Jean-François Cloutier : Cette méthode vise, ni plus ni moins, à faire pression afin de changer l’orientation des autorités réglementaires. De fait, la vérification de l’âge des utilisateurs est très dommageable à son modèle d’affaires : 17 % du public français de Pornhub est mineur, ce qui représente 2,3 millions d’enfants, soit une part importante de son trafic. Sans compter que beaucoup de consommateurs en âge de le consulter pourraient s’en détourner. Des projets pilotes ont démontré qu’une identification, même minimale, constituait, pour beaucoup d’adultes, un frein important à la consultation de sites pornographiques.
Son audience se réduirait donc sur deux fronts : l’exclusion des utilisateurs mineurs et le désengagement d’une partie du public majeur. Or, la plateforme repose sur le modèle économique du porno gratuit. Ce qui signifie qu’elle fonctionne au « volume », via la publicité, et a donc besoin de générer un trafic massif pour assurer ses revenus. Mettre une barrière à l’entrée représente donc, pour elle, une menace très sérieuse. D’où sa virulence.
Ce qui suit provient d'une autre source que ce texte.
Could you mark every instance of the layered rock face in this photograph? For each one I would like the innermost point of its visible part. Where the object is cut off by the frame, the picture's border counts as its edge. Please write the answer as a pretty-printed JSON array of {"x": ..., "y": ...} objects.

On ne peut pas dire que la pression semble opérer auprès du gouvernement. « Si Aylo préfère sortir de France que d’appliquer notre loi, libre à eux », a commenté la ministre du Numérique.
En effet. Mais l’intention d’Aylo est d’abord de pousser ses consommateurs à « réclamer » ses contenus pour, à terme, défendre une modification du cadre légal. La question se pose toutefois de savoir si ces derniers oseront publiquement prendre sa défense et adresser leurs critiques au législateur. Mais le balancier penchera forcément d’un côté ou de l’autre. Et Pornhub – qui a déjà essayé de contester devant les tribunaux – va se battre bec et ongles. Solomon Friedman, son patron, me l’a confirmé : la question de la vérification de l’âge est un enjeu de première importance pour la plateforme.
L’entreprise a d’ailleurs engagé ce même bras de fer avec les États-Unis. Quel en a été le résultat ?
Effectivement. Dix-sept États américains ont imposé à Pornhub les mêmes exigences que la France, et la plateforme y a réagi de la même manière : en se retirant du marché. C’était en 2023, et la bataille suit précisément son cours devant les tribunaux. Solomon Friedman m’indiquait d’ailleurs, l’été dernier, être prêt à la mener jusqu’à la Cour suprême. Pour Aylo, chaque État du pays est considéré comme un territoire à conserver et l’entreprise veut, à tout prix, éviter un effet d’entraînement.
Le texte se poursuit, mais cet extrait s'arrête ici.